To Center Prodh and the survivors, the recommendation of the CNDH indicates very clearly the risks of maintaining the militarization of public safety with the National Guard, and it is a call to rethink a security model that has exacerbated the violations of the rights of the most vulnerable social groups.
It should be highlighted that, according to the CNDH, the facts that are the main subject of the recommendation are not isolated, but rather a pattern of human rights violations committed by members of the Navy in the state of Veracruz. This implies recognizing that the arrests took place in a different location from the one claimed by the Navy, as well as recognizing the degrading treatment, torture, and unnecessary delays in the presentation of the detainees before the competent authority. The CNDH recalled that, since 2011, it has issued 34 additional recommendations to the Semar arising from violations to liberty as well as to personal safety and integrity.
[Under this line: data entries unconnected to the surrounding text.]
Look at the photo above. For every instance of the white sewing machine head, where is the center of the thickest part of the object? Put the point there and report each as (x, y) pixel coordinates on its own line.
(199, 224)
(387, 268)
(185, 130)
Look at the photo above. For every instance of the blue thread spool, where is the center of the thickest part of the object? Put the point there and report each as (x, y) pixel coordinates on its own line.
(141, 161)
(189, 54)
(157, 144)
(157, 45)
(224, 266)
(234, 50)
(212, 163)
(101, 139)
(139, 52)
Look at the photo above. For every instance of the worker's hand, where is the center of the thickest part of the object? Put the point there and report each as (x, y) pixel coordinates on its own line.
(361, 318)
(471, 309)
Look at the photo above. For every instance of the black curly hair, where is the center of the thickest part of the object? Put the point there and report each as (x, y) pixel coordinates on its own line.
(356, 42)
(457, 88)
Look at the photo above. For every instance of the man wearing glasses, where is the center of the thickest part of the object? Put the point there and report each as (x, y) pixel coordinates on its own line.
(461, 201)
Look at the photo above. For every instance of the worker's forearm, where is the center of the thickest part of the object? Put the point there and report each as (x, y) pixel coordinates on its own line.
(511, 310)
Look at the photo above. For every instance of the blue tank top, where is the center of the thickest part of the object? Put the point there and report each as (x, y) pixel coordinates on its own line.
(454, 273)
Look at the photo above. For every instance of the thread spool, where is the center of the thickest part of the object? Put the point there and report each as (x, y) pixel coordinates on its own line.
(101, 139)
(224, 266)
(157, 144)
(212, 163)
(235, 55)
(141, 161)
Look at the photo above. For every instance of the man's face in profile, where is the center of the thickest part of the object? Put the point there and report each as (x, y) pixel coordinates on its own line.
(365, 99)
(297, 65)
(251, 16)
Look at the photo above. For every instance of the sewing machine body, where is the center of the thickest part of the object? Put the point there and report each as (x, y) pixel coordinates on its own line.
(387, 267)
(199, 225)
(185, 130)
The CNDH announced that it will issue a complaint and an accusation, and recommended starting the proceedings necessary to elucidate the responsibility of government officials. The Commission indicated that the investigation must be exhaustive and impartial, and it must take into consideration the chain of command, “as a concatenation of events with the purpose of hiding the truth can be identified. Furthermore, the failure to investigate superiors results in a lost opportunity to prevent the repetition of this behavior.”
In this respect, the Attorney General’s Office opened investigation 391/UEIDAPLE/DT/M31/2014 in 2014 and later added investigation 1131/UEIDAPLE/DT/46/2015. To the present day, no one has been brought to justice, and the Semar has not given access to the naval base to carry out criminal proceedings. The CNDH is expected to reinforce the investigation, giving the new, independent Attorney General’s Office the opportunity to punish the perpetrators and, in this way, fight impunity in cases of torture.